Common Options #4: A lot of BSN programs will accept students into their nursing programs in their sophomore or junior year of college. The students take the first year or two of college courses at their local community college ... then apply to the nursing program of a 4-year university to complete their BSN's. That often works well as those first 2 years of "general education" courses can be taken on a part time basis at a local community college (cheaper) while the student works and saves up some money.

My advice is to meet with the major schools in your area -- review their requirements -- costs -- etc. and decide which one fits your needs the best.

Good luck!

GingerRN17

Specializes in Pediatrics. Has 1 years experience.

I am going to community college right now to get my pre-reqs done (non-nursing classes that have to be done with complete a 4-year bach degree) and then will be applying at a university to enter into their 2 year nursing program to get my BSN. The first 2 years are basically just general classes, then the 3rd and 4th years are nursing school. This is pretty standard across the board. You can always do all 4 years at the same place (a university) but that general classes are cheaper at a community college!

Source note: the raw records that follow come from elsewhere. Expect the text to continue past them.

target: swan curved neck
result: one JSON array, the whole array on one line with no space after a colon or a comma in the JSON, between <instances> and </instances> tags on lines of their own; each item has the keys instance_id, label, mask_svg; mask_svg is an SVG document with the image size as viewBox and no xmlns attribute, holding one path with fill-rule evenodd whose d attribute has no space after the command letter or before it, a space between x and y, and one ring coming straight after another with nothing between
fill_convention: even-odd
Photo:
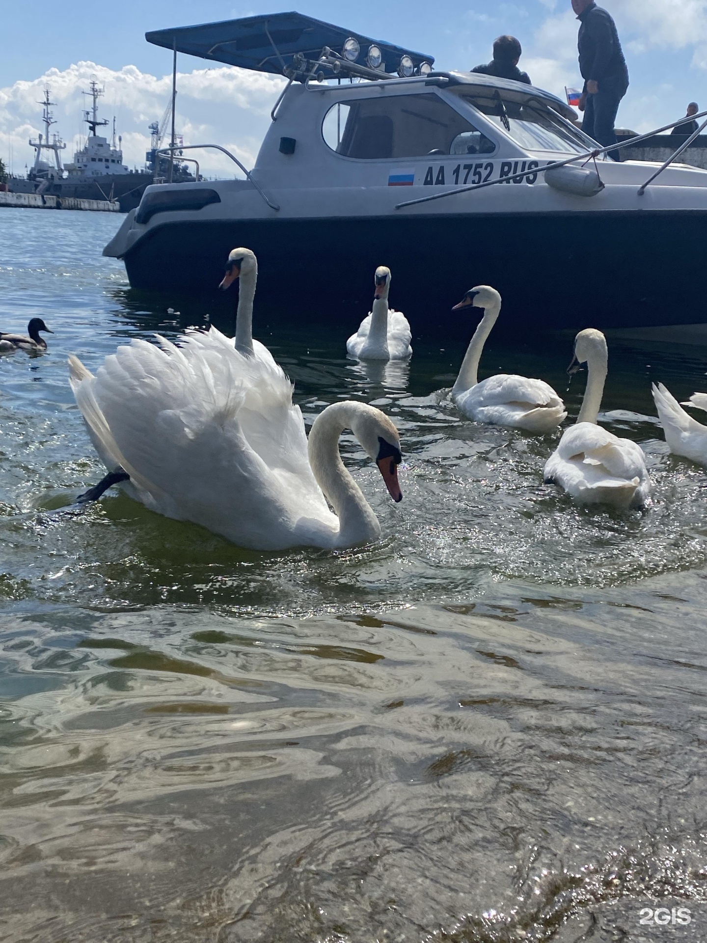
<instances>
[{"instance_id":1,"label":"swan curved neck","mask_svg":"<svg viewBox=\"0 0 707 943\"><path fill-rule=\"evenodd\" d=\"M369 341L387 344L387 298L374 298L370 309Z\"/></svg>"},{"instance_id":2,"label":"swan curved neck","mask_svg":"<svg viewBox=\"0 0 707 943\"><path fill-rule=\"evenodd\" d=\"M496 319L500 311L501 305L494 303L492 306L487 307L484 312L484 317L474 331L474 336L471 338L469 345L467 348L467 353L464 355L459 375L456 378L454 386L452 388L452 395L460 393L463 389L469 389L479 382L479 361L481 360L484 344L491 333L491 328L496 323Z\"/></svg>"},{"instance_id":3,"label":"swan curved neck","mask_svg":"<svg viewBox=\"0 0 707 943\"><path fill-rule=\"evenodd\" d=\"M317 417L309 433L309 464L338 517L337 542L341 546L374 540L381 533L378 519L338 453L339 436L352 428L358 412L355 404L336 403Z\"/></svg>"},{"instance_id":4,"label":"swan curved neck","mask_svg":"<svg viewBox=\"0 0 707 943\"><path fill-rule=\"evenodd\" d=\"M257 273L244 272L238 281L238 306L236 311L236 350L253 354L253 300Z\"/></svg>"},{"instance_id":5,"label":"swan curved neck","mask_svg":"<svg viewBox=\"0 0 707 943\"><path fill-rule=\"evenodd\" d=\"M601 397L604 393L604 381L608 372L605 353L597 351L586 361L586 389L582 400L582 408L577 417L578 422L593 422L597 424L597 417L601 408Z\"/></svg>"}]
</instances>

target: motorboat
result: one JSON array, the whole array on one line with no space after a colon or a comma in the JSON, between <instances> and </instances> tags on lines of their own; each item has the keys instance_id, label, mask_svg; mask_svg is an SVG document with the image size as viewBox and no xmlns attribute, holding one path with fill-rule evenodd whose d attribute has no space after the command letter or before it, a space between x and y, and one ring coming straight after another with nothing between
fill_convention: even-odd
<instances>
[{"instance_id":1,"label":"motorboat","mask_svg":"<svg viewBox=\"0 0 707 943\"><path fill-rule=\"evenodd\" d=\"M243 179L147 188L104 250L133 288L213 292L247 245L259 300L300 317L350 324L386 265L418 332L451 329L452 303L478 284L498 289L513 329L707 322L707 171L616 161L541 89L438 71L299 13L146 39L284 87L255 166L229 155Z\"/></svg>"}]
</instances>

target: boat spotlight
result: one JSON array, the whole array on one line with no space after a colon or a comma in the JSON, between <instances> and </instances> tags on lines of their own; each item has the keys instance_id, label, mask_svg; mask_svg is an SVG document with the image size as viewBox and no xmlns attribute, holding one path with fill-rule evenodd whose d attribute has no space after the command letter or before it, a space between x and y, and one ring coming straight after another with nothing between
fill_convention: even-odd
<instances>
[{"instance_id":1,"label":"boat spotlight","mask_svg":"<svg viewBox=\"0 0 707 943\"><path fill-rule=\"evenodd\" d=\"M369 46L369 55L366 58L366 61L371 69L380 69L381 62L383 62L383 53L375 43L372 46Z\"/></svg>"},{"instance_id":2,"label":"boat spotlight","mask_svg":"<svg viewBox=\"0 0 707 943\"><path fill-rule=\"evenodd\" d=\"M415 72L415 63L409 56L403 56L398 66L398 74L401 78L409 78Z\"/></svg>"},{"instance_id":3,"label":"boat spotlight","mask_svg":"<svg viewBox=\"0 0 707 943\"><path fill-rule=\"evenodd\" d=\"M347 58L350 62L355 62L358 58L358 54L361 51L361 47L358 44L358 40L354 37L350 36L349 39L344 42L344 58Z\"/></svg>"}]
</instances>

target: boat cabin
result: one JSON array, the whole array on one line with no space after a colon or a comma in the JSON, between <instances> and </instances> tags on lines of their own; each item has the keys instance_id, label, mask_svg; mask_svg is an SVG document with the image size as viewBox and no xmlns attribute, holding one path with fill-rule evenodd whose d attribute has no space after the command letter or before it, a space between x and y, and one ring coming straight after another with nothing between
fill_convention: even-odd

Thank you everyone for your feedback! SlinkyheadRN I agree with not going to Private school, and thank you llg for detailing my options. I believe I would have to go with Option 4 just as SeasideGinger also suggested. So then, the first two years of community college are your Associates of Science in Nursing? And with completion of another 2 years at a University, becomes Bachelor's of Science in Nursing? What then is the difference between ADN and ASN?

You finish all your prereqs first. You could start at the associates program(also at a cc)be done in 2 years and then do the RN to BSN program which is another 2 to 2.5 years. You could also apply straight into the BSN program after completing the prereqs and taking a test if they require it.

i don't think there's a big difference between adn and ASN. ASN is associates in science of nursing. it's just named differently by different programs.

Just a heads up though, applying straight for the BSN program at state schools and universities will be competitive. These also seem to be the very popular option out of the many routes you could choose from.

Okay, so let me see if I got this. So I go to community college to go for my CNA (certified nursing assistant), then begin my associates through community college for 2 years to get my ASN/ADN. From there, I transfer to a University for another 2 years to get my BSN. Am I on the right track so far? From there I graduate with my Bachelor's and can begin working as a BSN at a hospital. (with the option of advancing to my Master's later on) How does this sound?

You spend your time at the CC getting your prerequisites done. Like English comp and what ever sciences are required. You may graduate with a general studies degree from that CC. But it is not required. You will not have a nursing degree. The CC may have a nursing program. If you go to that program, you would complete that nursing program and graduate with an associate degree of nursing. And ADN.

Or once you finish your preqs, you apply to a BSN program and go to that school and if you get in you would graduate with a bachelors in nursing. A BSN.

Whether you need a CNA certification is dependent on whether or not it is required by the schools you have identified as your target schools.

Best bet. Make an appointment with a college advisor and let them know what you want to do. They can help map out a degree plan.

Runsalot makes good points. I'd like to add that you could also check the website of nursing programs you're interested in attending to see what they actually require for admission.